Tens of thousands of people took to the streets in Brazil on Sunday to support former Brazilian president Dilma Rousseff and protest the government of new Brazilian President Michel Temer, who took power when Rousseff was removed from office on Wednesday last week following her impeachment by the Brazilian Senate.
Demonstration organizers — who have rejected Temer’s ascendancy as a “coup” — said about 100,000 protestors filled the major artery Paulista Avenue, many holding banners that read “Out with Temer,” and “Direct elections now.”
The Brazilian Senate on Wednesday last week voted to convict Rousseff on charges of having illegally manipulated government accounts, stripping her of her office and replacing her with Temer, her bitter enemy and former vice president.
Photo: AP
The protest ended with clashes between demonstrators and police, who fired gas bombs, according to the news Web site G1.
Temer, who after being sworn in promptly traveled to China for the G20 summit, said the protests were done by “small groups and predators.”
“These are small groups ... I do not have it numerically, but they are 40, 50, 100 people. It is nothing more than that. Out of 204 million Brazilians, I do not think it means much,” media outlets quoted Temer as saying.
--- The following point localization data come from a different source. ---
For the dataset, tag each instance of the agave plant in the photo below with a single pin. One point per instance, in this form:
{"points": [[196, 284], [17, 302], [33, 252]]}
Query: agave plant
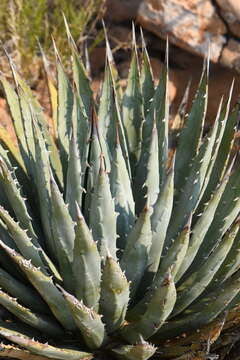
{"points": [[112, 243]]}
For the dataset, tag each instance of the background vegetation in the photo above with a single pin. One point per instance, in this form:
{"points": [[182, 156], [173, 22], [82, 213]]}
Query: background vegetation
{"points": [[22, 22]]}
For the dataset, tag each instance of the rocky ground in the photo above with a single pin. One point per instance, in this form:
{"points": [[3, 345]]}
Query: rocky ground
{"points": [[190, 26]]}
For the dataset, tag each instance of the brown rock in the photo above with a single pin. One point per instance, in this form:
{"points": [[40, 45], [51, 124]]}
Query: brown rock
{"points": [[121, 10], [97, 59], [230, 10], [190, 24], [231, 55]]}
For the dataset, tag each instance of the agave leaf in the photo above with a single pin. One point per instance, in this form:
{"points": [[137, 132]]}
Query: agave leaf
{"points": [[202, 312], [22, 292], [30, 156], [172, 261], [52, 90], [157, 311], [146, 181], [83, 84], [106, 107], [93, 166], [14, 105], [12, 191], [63, 234], [222, 118], [42, 180], [162, 120], [178, 120], [189, 196], [21, 239], [192, 344], [135, 256], [196, 283], [74, 189], [141, 351], [114, 295], [6, 140], [159, 221], [38, 321], [122, 195], [17, 353], [40, 120], [132, 109], [46, 288], [231, 262], [45, 349], [190, 137], [65, 108], [86, 265], [201, 227], [103, 218], [80, 77], [222, 156], [88, 321], [146, 78], [175, 255], [225, 214], [81, 129]]}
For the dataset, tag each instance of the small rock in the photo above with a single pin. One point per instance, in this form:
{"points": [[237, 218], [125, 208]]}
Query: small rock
{"points": [[230, 10], [231, 55], [121, 10], [190, 24]]}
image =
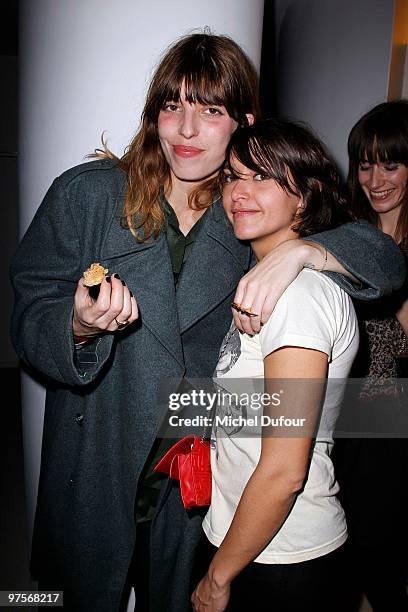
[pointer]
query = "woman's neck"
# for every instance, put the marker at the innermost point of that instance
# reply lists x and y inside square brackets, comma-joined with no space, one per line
[387,222]
[177,195]
[265,244]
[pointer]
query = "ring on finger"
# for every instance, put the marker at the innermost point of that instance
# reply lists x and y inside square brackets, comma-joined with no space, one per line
[248,312]
[121,324]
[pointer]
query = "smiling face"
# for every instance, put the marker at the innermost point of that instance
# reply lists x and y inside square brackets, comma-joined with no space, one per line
[194,138]
[384,184]
[258,208]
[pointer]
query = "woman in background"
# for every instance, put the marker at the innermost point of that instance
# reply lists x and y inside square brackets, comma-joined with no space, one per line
[373,473]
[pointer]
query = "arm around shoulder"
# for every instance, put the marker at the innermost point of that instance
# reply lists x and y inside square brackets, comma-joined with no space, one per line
[369,255]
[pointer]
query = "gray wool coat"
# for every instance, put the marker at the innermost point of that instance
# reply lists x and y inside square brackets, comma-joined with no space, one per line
[101,413]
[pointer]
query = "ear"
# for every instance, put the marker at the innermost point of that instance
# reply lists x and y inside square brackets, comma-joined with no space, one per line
[250,118]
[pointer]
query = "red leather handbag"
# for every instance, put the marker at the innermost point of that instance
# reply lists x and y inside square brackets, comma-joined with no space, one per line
[189,462]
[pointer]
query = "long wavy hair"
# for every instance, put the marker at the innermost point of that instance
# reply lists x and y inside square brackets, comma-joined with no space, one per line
[214,70]
[294,157]
[380,135]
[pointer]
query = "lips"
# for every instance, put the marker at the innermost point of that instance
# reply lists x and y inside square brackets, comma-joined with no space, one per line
[186,151]
[380,195]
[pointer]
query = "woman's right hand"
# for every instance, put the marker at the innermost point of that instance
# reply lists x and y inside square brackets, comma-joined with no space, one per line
[114,309]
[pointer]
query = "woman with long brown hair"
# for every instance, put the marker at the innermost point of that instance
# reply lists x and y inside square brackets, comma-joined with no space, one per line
[373,470]
[154,220]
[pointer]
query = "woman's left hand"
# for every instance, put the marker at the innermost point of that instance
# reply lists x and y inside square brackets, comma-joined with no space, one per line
[260,289]
[208,597]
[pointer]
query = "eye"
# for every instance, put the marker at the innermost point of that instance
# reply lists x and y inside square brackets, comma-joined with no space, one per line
[171,107]
[213,111]
[391,167]
[260,177]
[364,166]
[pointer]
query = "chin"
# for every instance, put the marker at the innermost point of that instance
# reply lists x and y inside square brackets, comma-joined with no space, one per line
[243,235]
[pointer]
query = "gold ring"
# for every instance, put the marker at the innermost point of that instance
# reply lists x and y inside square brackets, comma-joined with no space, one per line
[248,312]
[121,324]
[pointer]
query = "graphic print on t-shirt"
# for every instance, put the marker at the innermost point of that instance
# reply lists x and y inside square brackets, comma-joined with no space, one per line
[230,352]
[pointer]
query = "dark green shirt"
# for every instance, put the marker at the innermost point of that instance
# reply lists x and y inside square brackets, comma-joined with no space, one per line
[180,247]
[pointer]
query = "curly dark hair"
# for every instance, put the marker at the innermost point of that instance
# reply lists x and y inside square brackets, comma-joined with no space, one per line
[295,158]
[380,135]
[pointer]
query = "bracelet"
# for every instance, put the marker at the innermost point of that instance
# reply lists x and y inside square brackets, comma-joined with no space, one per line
[81,340]
[325,261]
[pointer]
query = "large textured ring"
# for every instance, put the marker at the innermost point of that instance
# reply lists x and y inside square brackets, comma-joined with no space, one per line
[121,324]
[248,312]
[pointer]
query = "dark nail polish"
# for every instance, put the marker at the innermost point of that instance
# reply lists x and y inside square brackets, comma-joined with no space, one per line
[94,291]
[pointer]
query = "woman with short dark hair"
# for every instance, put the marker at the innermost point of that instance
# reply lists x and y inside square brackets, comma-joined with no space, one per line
[275,529]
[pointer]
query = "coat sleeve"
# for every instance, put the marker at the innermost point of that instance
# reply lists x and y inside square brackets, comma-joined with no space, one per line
[369,254]
[44,274]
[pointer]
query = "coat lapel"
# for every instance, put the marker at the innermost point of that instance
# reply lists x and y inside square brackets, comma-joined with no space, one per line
[213,269]
[146,268]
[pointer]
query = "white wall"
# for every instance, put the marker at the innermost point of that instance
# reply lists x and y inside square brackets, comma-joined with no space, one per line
[8,198]
[332,63]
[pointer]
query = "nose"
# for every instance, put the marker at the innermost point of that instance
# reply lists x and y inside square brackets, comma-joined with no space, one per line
[376,177]
[188,123]
[240,190]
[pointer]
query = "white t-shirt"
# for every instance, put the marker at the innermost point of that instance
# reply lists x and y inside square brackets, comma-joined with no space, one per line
[313,313]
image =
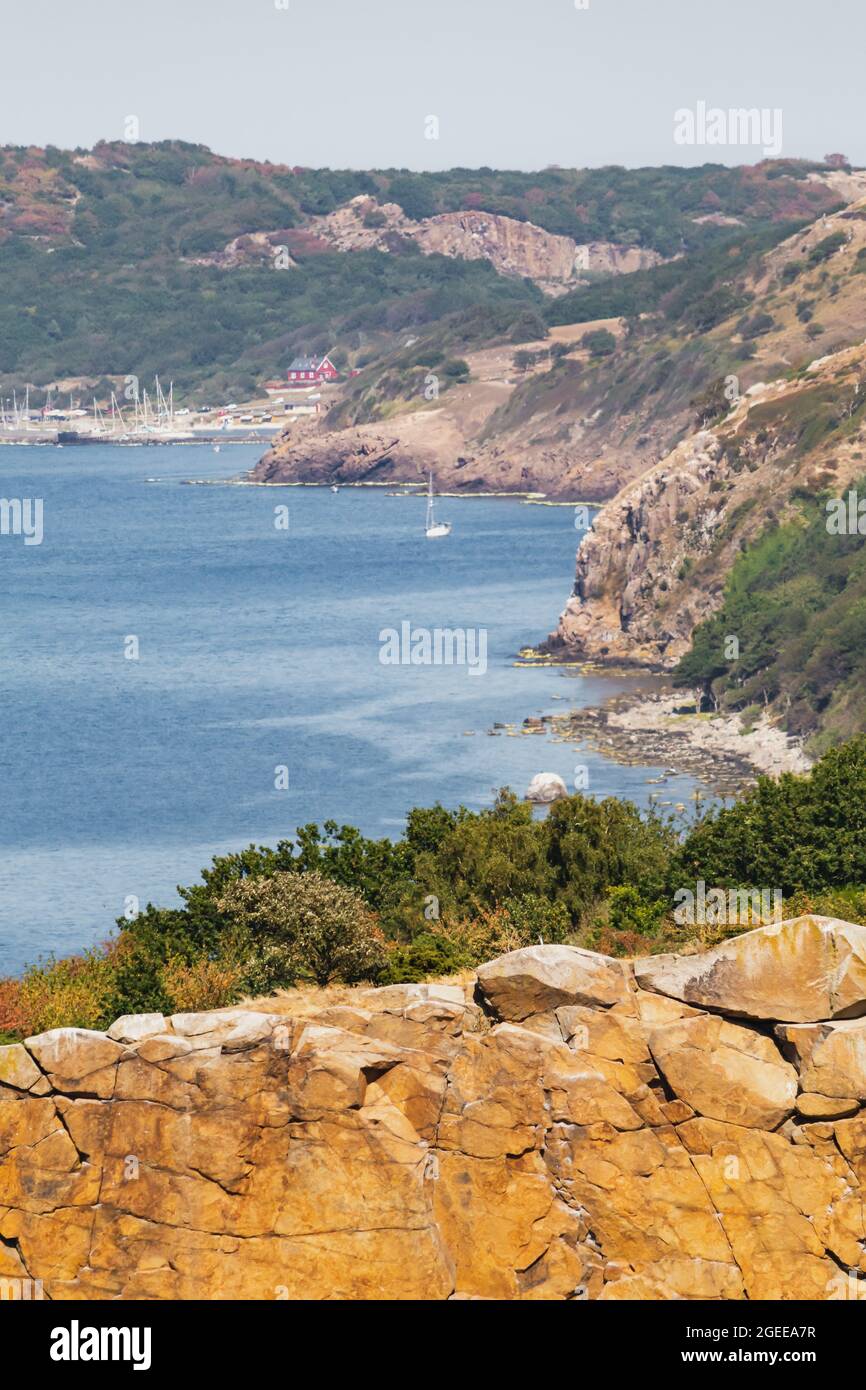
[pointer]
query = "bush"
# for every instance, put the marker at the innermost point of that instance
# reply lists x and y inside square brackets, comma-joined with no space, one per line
[70,993]
[428,955]
[302,927]
[599,342]
[630,911]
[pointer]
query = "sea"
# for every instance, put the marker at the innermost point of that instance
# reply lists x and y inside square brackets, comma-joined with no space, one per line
[191,666]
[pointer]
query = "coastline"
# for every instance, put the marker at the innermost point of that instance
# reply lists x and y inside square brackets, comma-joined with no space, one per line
[647,726]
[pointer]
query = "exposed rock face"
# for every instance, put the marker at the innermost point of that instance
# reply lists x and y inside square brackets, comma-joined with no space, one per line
[573,1137]
[654,563]
[546,787]
[515,248]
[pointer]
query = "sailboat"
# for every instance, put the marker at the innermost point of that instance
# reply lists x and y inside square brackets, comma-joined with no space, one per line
[434,528]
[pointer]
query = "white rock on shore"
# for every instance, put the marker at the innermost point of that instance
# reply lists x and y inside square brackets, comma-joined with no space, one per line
[546,787]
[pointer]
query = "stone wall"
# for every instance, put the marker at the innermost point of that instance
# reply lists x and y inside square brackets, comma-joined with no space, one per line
[688,1129]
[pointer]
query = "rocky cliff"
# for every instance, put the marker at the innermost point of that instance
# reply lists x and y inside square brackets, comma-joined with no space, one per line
[565,1126]
[513,246]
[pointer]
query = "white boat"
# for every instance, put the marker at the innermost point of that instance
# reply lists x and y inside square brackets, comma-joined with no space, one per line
[433,528]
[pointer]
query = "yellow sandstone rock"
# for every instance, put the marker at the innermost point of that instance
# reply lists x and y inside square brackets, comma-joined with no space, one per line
[580,1137]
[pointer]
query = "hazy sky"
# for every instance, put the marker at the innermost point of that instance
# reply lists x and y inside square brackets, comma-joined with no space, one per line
[513,84]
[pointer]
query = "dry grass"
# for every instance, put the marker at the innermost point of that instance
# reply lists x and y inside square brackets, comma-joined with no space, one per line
[306,1000]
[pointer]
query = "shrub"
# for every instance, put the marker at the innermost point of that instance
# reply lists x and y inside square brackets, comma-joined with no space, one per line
[302,926]
[599,342]
[630,911]
[70,993]
[428,954]
[206,984]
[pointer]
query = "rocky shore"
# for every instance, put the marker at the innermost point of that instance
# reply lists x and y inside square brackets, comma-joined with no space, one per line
[651,724]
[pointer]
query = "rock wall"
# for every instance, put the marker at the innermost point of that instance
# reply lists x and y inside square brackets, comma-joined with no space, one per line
[691,1127]
[655,560]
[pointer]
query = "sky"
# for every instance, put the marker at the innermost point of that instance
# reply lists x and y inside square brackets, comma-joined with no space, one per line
[512,84]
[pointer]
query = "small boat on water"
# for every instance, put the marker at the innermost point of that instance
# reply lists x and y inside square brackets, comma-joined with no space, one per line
[433,528]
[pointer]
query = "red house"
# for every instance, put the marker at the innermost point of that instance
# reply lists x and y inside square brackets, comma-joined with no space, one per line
[310,371]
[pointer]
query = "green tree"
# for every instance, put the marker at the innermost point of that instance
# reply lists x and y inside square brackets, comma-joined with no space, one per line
[302,926]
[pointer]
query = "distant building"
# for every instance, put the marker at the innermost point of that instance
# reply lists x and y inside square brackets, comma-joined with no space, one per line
[310,371]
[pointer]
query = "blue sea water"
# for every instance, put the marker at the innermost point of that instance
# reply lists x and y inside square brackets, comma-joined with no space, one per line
[257,648]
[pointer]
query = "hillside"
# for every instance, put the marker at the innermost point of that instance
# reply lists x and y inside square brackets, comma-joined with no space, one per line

The opposition dismissed the president’s figures: “The coup president of Brazil said that our demonstration would have 40 people. Here are those 40 people — we are already almost 100,000 on Paulista Avenue,” said Guilherme Boulos, a member of one of the opposition groups that organized the protest.
The demonstration was held in the late afternoon so as not to interfere with the passing of the torch from the Paralympic Games, an event in Rio de Janeiro due to start within three days — where another 2,000 people had demonstrated.
Rousseff was Brazil’s first female president.